Established in 2020 Thursday, October 6, 2022


Developing a key element for scalable quantum computers
Semiconductor quantum chip with quantum bus of the JARA cooperation of Forschungszentrum Jülich and RWTH Aachen University. Image courtesy: Forschungszentrum Jülich / Sascha Kreklau.



JÜLICH.- Quantum computers have the potential to vastly exceed the capabilities of conventional computers for certain tasks. But there is still a long way to go before they can help to solve real-world problems. Many applications require quantum processors with millions of quantum bits. Today's prototypes merely come up with a few of these compute units.

"Currently, each individual qubit is connected via several signal lines to control units about the size of a cupboard. That still works for a few qubits. But it no longer makes sense if you want to put millions of qubits on the chip. Because that' s necessary for quantum error correction," says Dr. Lars Schreiber from the JARA Institute for Quantum Information at Forschungszentrum Jülich and RWTH Aachen University.

At some point, the number of signal lines becomes a bottleneck. The lines take up too much space compared to the size of the tiny qubits. And a quantum chip cannot have millions of inputs and outputs—a modern classical chip only contains about 2,000 of these. Together with colleagues at Forschungszentrum Jülich and RWTH Aachen University, Schreiber has been conducting research for several years to find a solution to this problem.

Their overall goal is to integrate parts of the control electronics directly on the chip. The approach is based on so-called semiconductor spin qubits made of silicon and germanium. This type of qubit is comparatively tiny. The manufacturing processes largely match those of conventional silicon processors. This is considered to be advantageous when it comes to realizing very many qubits. But first, some fundamental barriers have to be overcome.

"The natural entanglement that is caused by the proximity of the particles alone is limited to a very small range, about 100 nanometers. To couple the qubits, they currently have to be placed very close to each other. There is simply no space for additional control electronics that we would like to install there," says Schreiber.

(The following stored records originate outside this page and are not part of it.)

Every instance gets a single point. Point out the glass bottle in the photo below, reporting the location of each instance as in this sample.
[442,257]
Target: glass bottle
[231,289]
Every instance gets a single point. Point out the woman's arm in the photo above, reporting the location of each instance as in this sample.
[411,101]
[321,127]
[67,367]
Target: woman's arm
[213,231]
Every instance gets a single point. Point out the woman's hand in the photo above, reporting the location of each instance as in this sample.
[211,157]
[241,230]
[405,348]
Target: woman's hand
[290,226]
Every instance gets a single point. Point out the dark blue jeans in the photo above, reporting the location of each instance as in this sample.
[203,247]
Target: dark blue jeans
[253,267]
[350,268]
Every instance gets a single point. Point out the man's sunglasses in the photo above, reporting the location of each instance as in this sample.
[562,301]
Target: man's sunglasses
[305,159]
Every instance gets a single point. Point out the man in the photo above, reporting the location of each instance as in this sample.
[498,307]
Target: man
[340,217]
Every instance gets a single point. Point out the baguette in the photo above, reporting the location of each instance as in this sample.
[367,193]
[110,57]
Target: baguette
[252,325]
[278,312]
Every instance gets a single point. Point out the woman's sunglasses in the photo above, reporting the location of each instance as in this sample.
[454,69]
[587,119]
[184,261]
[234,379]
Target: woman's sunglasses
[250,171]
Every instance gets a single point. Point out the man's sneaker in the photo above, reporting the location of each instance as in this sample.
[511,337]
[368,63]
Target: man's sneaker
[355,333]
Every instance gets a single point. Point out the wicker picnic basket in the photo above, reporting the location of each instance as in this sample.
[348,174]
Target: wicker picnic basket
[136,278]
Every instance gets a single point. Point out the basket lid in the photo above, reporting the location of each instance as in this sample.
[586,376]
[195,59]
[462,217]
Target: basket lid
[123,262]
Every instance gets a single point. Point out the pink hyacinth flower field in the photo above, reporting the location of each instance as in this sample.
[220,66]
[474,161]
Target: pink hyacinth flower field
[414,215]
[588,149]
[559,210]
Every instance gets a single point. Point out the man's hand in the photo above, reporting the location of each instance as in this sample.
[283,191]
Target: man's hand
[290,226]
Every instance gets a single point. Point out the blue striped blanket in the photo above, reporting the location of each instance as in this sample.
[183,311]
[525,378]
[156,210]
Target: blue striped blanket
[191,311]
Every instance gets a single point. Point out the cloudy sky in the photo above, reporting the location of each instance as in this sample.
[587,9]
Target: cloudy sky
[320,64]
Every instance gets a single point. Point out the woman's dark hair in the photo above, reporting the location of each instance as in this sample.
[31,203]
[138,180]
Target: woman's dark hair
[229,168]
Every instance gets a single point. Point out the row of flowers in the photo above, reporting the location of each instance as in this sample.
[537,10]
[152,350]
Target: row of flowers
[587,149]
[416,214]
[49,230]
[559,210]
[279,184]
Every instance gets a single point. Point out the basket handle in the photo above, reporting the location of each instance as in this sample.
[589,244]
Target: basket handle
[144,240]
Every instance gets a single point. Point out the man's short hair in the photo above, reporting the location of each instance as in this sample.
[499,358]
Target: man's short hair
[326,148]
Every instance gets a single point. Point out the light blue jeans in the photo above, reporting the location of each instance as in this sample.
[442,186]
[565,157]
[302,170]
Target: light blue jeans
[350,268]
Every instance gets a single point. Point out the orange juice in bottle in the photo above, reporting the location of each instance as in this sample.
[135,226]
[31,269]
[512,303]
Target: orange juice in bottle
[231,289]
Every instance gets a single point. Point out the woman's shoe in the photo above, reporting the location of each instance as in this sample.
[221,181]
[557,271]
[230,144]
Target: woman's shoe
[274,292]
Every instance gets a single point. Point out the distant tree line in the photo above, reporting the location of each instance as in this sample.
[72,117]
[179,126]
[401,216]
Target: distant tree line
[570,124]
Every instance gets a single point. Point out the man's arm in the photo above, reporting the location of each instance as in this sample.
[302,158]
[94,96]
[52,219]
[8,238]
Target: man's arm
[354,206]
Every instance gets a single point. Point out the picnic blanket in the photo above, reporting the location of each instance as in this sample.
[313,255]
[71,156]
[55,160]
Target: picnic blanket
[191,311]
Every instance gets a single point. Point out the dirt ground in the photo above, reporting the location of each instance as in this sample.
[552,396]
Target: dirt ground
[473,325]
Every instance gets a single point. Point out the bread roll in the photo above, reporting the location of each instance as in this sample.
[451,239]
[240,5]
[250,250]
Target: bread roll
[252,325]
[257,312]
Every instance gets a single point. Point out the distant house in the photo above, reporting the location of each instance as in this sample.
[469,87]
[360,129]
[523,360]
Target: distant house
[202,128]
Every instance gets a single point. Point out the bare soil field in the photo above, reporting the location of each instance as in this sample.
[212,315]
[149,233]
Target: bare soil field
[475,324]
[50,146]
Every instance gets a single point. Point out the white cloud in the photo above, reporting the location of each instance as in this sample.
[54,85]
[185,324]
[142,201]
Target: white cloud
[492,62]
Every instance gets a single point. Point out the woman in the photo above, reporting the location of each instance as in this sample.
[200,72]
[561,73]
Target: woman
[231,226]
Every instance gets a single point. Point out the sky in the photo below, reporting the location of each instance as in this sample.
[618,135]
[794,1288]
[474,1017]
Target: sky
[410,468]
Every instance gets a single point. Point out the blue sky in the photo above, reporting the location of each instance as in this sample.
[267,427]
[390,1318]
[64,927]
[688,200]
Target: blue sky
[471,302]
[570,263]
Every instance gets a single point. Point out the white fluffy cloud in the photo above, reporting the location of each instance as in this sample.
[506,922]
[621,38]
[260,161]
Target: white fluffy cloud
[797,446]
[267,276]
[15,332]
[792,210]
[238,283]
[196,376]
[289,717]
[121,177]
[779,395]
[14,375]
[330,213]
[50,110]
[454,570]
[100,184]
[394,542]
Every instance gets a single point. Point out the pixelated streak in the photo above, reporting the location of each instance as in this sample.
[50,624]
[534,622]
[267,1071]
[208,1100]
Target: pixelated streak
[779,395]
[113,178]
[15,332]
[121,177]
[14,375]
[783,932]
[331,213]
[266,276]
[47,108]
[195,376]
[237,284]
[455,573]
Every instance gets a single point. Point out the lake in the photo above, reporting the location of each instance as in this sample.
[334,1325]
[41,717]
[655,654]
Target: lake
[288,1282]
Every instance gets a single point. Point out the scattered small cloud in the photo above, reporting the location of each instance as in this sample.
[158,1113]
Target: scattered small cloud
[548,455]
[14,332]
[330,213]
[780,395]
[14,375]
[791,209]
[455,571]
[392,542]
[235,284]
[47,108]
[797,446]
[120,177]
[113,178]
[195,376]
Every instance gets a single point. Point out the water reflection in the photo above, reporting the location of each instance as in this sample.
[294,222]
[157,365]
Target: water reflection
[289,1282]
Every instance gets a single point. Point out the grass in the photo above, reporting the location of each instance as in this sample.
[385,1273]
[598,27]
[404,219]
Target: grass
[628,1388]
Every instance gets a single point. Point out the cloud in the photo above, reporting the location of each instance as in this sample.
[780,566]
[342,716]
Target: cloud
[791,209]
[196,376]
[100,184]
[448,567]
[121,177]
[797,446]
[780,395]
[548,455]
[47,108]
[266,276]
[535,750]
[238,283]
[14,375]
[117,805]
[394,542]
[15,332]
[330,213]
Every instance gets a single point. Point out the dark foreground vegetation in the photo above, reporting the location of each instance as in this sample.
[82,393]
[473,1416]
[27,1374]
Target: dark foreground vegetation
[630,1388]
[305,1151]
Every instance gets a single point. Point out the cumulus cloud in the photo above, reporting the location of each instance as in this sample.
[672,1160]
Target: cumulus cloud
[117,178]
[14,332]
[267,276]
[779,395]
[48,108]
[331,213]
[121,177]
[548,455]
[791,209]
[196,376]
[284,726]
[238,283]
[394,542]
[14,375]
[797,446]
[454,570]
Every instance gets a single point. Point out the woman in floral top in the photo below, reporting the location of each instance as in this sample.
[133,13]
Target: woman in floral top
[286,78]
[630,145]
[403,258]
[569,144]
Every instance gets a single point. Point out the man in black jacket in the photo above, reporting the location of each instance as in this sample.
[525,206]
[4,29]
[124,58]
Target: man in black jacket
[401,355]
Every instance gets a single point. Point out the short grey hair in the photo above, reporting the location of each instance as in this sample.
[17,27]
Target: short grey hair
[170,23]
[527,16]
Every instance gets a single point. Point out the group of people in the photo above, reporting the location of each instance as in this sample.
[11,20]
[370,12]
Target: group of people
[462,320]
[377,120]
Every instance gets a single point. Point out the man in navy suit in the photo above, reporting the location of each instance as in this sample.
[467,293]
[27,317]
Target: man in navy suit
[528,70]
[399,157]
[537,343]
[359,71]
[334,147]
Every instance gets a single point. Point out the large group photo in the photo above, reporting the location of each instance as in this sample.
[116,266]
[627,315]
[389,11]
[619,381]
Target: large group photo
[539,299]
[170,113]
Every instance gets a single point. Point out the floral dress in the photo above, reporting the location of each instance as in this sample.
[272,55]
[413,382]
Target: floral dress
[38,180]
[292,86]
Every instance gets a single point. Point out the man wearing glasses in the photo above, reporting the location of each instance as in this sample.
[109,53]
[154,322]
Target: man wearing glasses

To set the qubits apart, the JARA Institute for Quantum Information (IQI) came up with the idea of a quantum shuttle. This special component should help to exchange quantum information between the qubits over greater distances. The researchers have been working on the "quantum bus" for five years and have already filed more than 10 patents. The research began as part of the European QuantERA consortium Si-QuBus and is now being continued in the national project QUASAR of the Federal Ministry of Education and Research (BMBF) together with industrial partners.

"About 10 micrometers have to be bridged from one qubit to the next. According to theory, millions of qubits can be realized with such an architecture. We recently predicted this in collaboration with circuit engineers from the Central Institute for Engineering, Electronics and Analytics at Forschungszentrum Jülich," explains IQI Institute Director Prof. Hendrik Bluhm. Researchers at TU Delft and Intel have also come to this same conclusion.

An important step has now been achieved by Lars Schreiber and his team. They succeeded in transporting an electron 5000 times over a distance of 560 nanometers without any significant errors. This corresponds to a distance of 2.8 millimeters. The results were published in npj Quantum Information.

'Surfing' electrons
One essential improvement: the electrons are driven by means of four simple control signals, which—in contrast to previous approaches—do not become more complex over longer distances. This is important because otherwise extensive control electronics would be required, which would take up too much space—or could not be integrated on the chip at all.

This achievement is based on a new way of transporting electrons. "Until now, people have tried to steer the electrons specifically around individual disturbances on their path. Or they created a series of so-called quantum dots and let the electrons hop from one of these dots to another. Both approaches require precise signal adjustment, which results in too complex control electronics," explains Lars Schreiber. "In contrast, we generate a potential wave on which the electrons simply surf over various sources of interference. A few control signals are sufficient for such a uniform wave; four sinusoidal pulses is all it takes."

As a next step, the physicists now want to show that the qubit information encoded in the electron spin is not lost during transportation. Theoretical calculations have already shown that this is possible in silicon in certain speed ranges. The quantum bus thus paves the way to a scalable quantum computer architecture that can also serve as a basis for several million qubits.